# Alert rules for shithubd. Keep these short and signal-heavy —
# every alert here should map to a runbook in docs/internal/
# runbooks/incidents.md by name.

groups:
  - name: shithubd-availability
    interval: 30s
    rules:
      - alert: ShithubdWebDown
        expr: up{job="shithubd-web"} == 0
        for: 2m
        labels: {severity: page}
        annotations:
          summary: "shithubd web {{ $labels.instance }} is down"
          runbook: "runbooks/incidents.md#shithubd-down"

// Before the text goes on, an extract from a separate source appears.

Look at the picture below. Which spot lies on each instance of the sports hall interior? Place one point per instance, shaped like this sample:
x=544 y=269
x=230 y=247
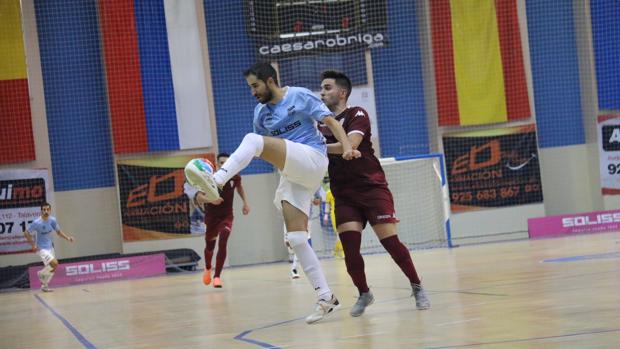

      - alert: ShithubdWorkerDown
        expr: up{job="shithubd-worker"} == 0
        for: 5m
        labels: {severity: page}
        annotations:
          summary: "shithubd worker is down"
          runbook: "runbooks/incidents.md#worker-down"

      - alert: PostgresDown
        expr: up{job="postgres"} == 0
        for: 1m
        labels: {severity: page}
        annotations:
          summary: "postgres is down — site cannot serve writes"
          runbook: "runbooks/incidents.md#postgres-down"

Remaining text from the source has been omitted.